Jesuit Forum for Social Faith and Justice, abbreviated to the Jesuit Forum and formerly known as the Jesuit Centre for Social Faith and Justice, is a centre for social justice located in Toronto, Ontario, Canada. It is a place where people and groups meet for discourse and engagement in social justice. It was founded by the Society of Jesus in 1979. It worked with Jamie Swift in researching and publishing about social analysis in Canada. It is situated in Loretto College, part of St. Michael's College in the University of Toronto.

==History==
It was created in 1979 by Cardinal Michael Czerny, S.J., and Fr. Jim Webb, S.J., to promote methodologies for social justice analysis. It was composed of four sections that worked on issues to do with Latin America, Jesuit Refugee Service, ecology at the Ignatius Jesuit Centre and Canada. In 1988, Jamie Swift, with Fr. Michael Czerny, S.J., wrote Getting Started on Social Analysis in Canada. By 2003, a fourth edition of the book had been printed. In the 1986, the centre started The Moment Project. It was a group of over one hundred community activists from across Canada who met to discuss methodologies for social and political analysis. In 1989, they published Naming the Moment: Political Analysis for Action, A Manual for Community Groups. It sold out and was reprinted in 1991.

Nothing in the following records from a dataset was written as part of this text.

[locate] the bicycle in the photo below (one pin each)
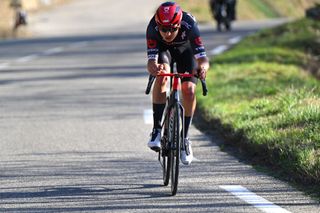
(172, 128)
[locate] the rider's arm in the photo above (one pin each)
(199, 51)
(203, 66)
(153, 67)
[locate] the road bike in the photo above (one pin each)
(172, 133)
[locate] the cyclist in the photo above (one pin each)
(173, 34)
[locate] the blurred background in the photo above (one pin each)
(246, 10)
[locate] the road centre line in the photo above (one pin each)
(79, 44)
(47, 52)
(27, 58)
(53, 51)
(253, 199)
(4, 65)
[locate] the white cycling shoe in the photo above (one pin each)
(187, 155)
(155, 139)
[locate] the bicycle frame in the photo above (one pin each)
(173, 128)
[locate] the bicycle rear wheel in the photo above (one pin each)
(165, 158)
(175, 125)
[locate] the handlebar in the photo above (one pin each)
(178, 75)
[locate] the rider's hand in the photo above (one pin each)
(203, 68)
(202, 72)
(154, 68)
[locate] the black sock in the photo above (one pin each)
(187, 122)
(157, 115)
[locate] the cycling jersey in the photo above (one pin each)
(188, 35)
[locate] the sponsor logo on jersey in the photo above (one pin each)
(183, 35)
(151, 43)
(198, 41)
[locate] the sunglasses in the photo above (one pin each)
(168, 29)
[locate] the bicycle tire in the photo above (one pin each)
(175, 121)
(165, 157)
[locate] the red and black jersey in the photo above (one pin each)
(188, 34)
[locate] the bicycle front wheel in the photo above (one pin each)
(175, 125)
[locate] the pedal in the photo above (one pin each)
(156, 149)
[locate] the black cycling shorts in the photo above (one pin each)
(182, 56)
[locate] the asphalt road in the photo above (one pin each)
(74, 123)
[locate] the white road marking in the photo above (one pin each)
(253, 199)
(4, 66)
(79, 44)
(53, 51)
(27, 58)
(235, 40)
(218, 50)
(148, 116)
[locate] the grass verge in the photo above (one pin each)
(265, 98)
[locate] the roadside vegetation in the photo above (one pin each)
(251, 9)
(264, 96)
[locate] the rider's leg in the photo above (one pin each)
(189, 103)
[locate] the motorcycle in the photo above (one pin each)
(223, 12)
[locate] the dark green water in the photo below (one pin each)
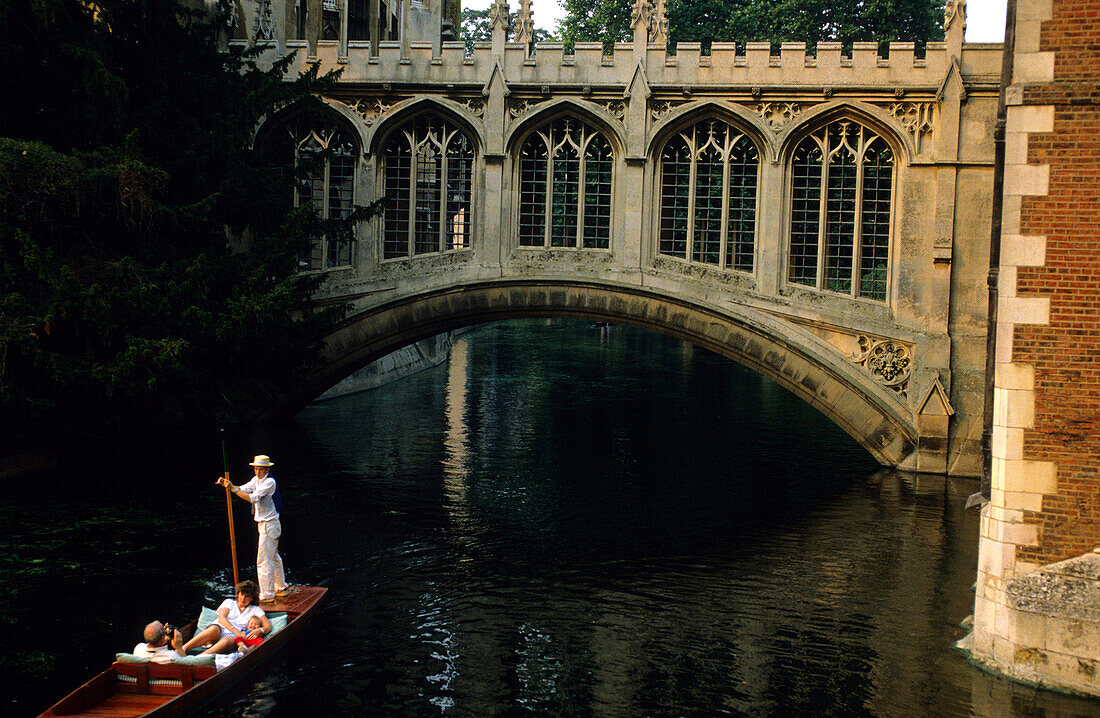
(564, 520)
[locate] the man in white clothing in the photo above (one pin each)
(162, 643)
(261, 493)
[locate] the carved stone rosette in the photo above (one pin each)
(661, 108)
(371, 109)
(779, 114)
(886, 360)
(519, 105)
(476, 107)
(915, 118)
(615, 108)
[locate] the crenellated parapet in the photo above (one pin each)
(837, 196)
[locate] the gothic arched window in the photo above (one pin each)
(840, 207)
(326, 154)
(428, 183)
(565, 187)
(708, 196)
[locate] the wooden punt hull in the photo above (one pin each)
(167, 691)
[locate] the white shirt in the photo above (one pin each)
(262, 492)
(238, 618)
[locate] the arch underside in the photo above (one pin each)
(770, 346)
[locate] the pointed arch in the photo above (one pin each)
(790, 355)
(735, 114)
(843, 183)
(873, 118)
(547, 112)
(407, 110)
(707, 174)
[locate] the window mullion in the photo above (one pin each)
(692, 176)
(857, 225)
(823, 216)
(724, 216)
(548, 211)
(410, 230)
(441, 235)
(581, 170)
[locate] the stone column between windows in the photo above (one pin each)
(1018, 484)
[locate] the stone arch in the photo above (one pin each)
(550, 111)
(862, 112)
(735, 114)
(341, 112)
(408, 110)
(790, 355)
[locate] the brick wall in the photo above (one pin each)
(1066, 352)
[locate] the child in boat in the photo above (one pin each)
(250, 640)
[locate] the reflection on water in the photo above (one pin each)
(565, 519)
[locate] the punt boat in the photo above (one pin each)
(164, 691)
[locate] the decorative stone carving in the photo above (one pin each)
(886, 360)
(498, 14)
(916, 118)
(954, 10)
(615, 108)
(265, 22)
(656, 19)
(525, 31)
(659, 26)
(779, 114)
(371, 109)
(519, 105)
(476, 107)
(661, 108)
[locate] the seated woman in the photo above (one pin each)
(233, 616)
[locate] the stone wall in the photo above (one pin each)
(934, 110)
(1030, 619)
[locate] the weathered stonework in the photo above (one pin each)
(934, 112)
(1036, 620)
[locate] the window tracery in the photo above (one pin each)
(326, 155)
(565, 175)
(428, 184)
(708, 196)
(842, 197)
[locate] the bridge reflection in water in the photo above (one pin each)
(594, 519)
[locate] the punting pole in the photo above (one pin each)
(229, 508)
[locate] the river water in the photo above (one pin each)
(565, 519)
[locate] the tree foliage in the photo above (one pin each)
(476, 29)
(124, 165)
(810, 21)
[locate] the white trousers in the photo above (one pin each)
(268, 563)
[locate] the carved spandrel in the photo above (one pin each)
(661, 108)
(779, 116)
(916, 119)
(518, 106)
(372, 109)
(888, 361)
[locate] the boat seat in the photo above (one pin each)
(160, 678)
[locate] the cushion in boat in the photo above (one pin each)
(130, 658)
(194, 660)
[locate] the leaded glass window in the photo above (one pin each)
(708, 196)
(428, 183)
(326, 156)
(842, 195)
(565, 174)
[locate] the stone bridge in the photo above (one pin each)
(821, 217)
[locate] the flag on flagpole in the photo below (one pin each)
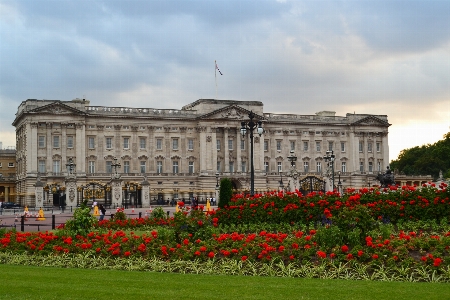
(217, 68)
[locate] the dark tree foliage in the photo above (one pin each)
(225, 192)
(425, 160)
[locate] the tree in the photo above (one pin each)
(425, 160)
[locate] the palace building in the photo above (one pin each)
(183, 153)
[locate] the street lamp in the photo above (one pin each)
(329, 158)
(251, 126)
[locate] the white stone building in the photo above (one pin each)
(177, 152)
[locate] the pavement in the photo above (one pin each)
(11, 218)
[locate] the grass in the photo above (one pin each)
(26, 282)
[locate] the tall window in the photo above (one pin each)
(318, 146)
(278, 145)
(306, 166)
(108, 143)
(305, 146)
(126, 143)
(318, 167)
(56, 141)
(143, 167)
(174, 144)
(41, 141)
(158, 144)
(91, 167)
(142, 143)
(70, 142)
(91, 142)
(126, 167)
(56, 167)
(42, 168)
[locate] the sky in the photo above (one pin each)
(387, 57)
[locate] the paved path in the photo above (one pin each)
(10, 218)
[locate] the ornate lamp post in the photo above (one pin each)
(251, 125)
(329, 158)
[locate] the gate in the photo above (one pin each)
(311, 184)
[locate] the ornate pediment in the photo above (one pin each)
(371, 121)
(57, 108)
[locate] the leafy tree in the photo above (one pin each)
(225, 192)
(426, 159)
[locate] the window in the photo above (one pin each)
(306, 166)
(158, 144)
(91, 167)
(91, 143)
(305, 146)
(143, 165)
(108, 143)
(142, 143)
(126, 167)
(278, 145)
(56, 166)
(70, 142)
(318, 167)
(42, 168)
(56, 141)
(41, 141)
(330, 146)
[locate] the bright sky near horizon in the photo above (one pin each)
(388, 57)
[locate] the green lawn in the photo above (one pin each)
(24, 282)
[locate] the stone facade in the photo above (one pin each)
(177, 152)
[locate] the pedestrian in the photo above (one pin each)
(102, 212)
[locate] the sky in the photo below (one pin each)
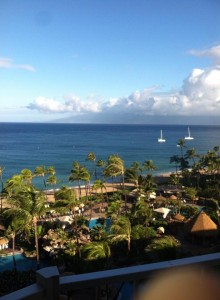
(110, 61)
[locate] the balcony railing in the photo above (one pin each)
(50, 285)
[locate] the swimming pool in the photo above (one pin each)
(22, 263)
(94, 222)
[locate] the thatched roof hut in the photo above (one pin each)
(178, 217)
(3, 243)
(201, 225)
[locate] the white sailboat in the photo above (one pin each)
(189, 137)
(161, 139)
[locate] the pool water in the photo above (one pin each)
(22, 263)
(94, 222)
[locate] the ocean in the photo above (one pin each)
(27, 145)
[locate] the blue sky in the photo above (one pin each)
(112, 61)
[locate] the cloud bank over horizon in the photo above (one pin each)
(198, 96)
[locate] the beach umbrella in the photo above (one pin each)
(160, 229)
(201, 225)
(179, 217)
(163, 210)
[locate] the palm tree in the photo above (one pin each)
(149, 185)
(99, 184)
(29, 204)
(52, 180)
(121, 231)
(27, 176)
(2, 184)
(115, 167)
(143, 212)
(181, 143)
(97, 250)
(100, 164)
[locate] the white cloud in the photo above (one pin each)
(213, 52)
(199, 96)
(8, 63)
(72, 104)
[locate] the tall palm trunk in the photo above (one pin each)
(13, 251)
(36, 242)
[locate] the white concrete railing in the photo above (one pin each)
(50, 284)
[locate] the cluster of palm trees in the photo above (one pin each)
(129, 223)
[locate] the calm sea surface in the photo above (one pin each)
(24, 145)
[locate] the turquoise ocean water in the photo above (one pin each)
(25, 145)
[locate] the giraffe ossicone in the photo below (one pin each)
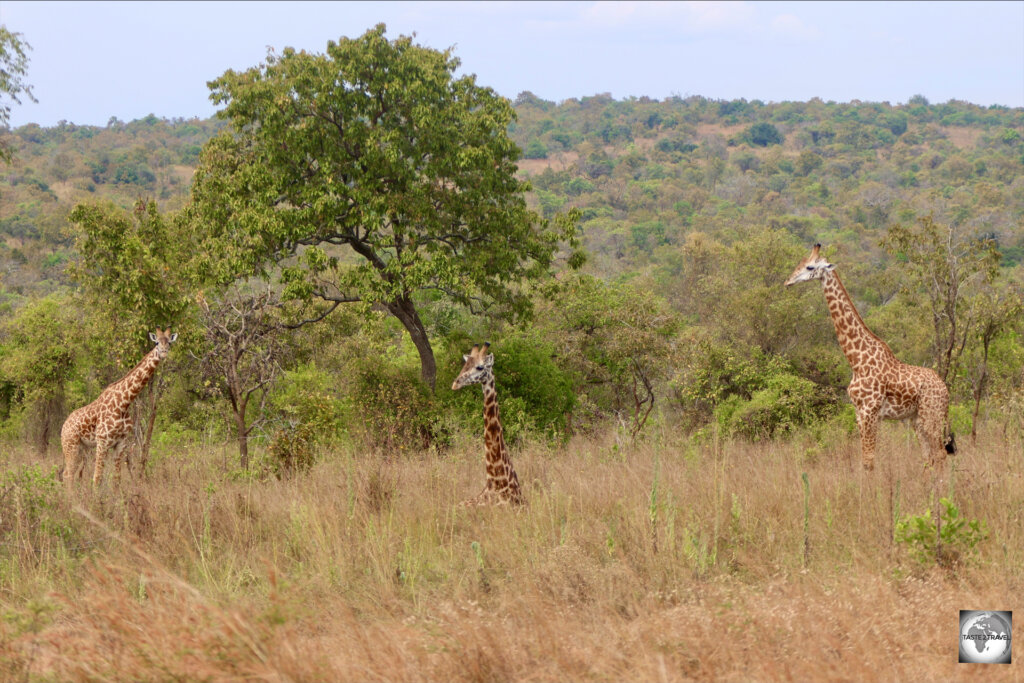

In 1996, it ceased most of its operations, because of a lack of funding. Some work continued, but only in three areas: Jesuit Refugee Service, ecological projects at the Ignatius Jesuit Centre and Catholic social teaching. In 1997, the Centre for Social Justice was created separately to carry on the work of the Jesuit Centre. In 2001, the organisation returned, under the new name Jesuit Forum for Social Faith and Justice.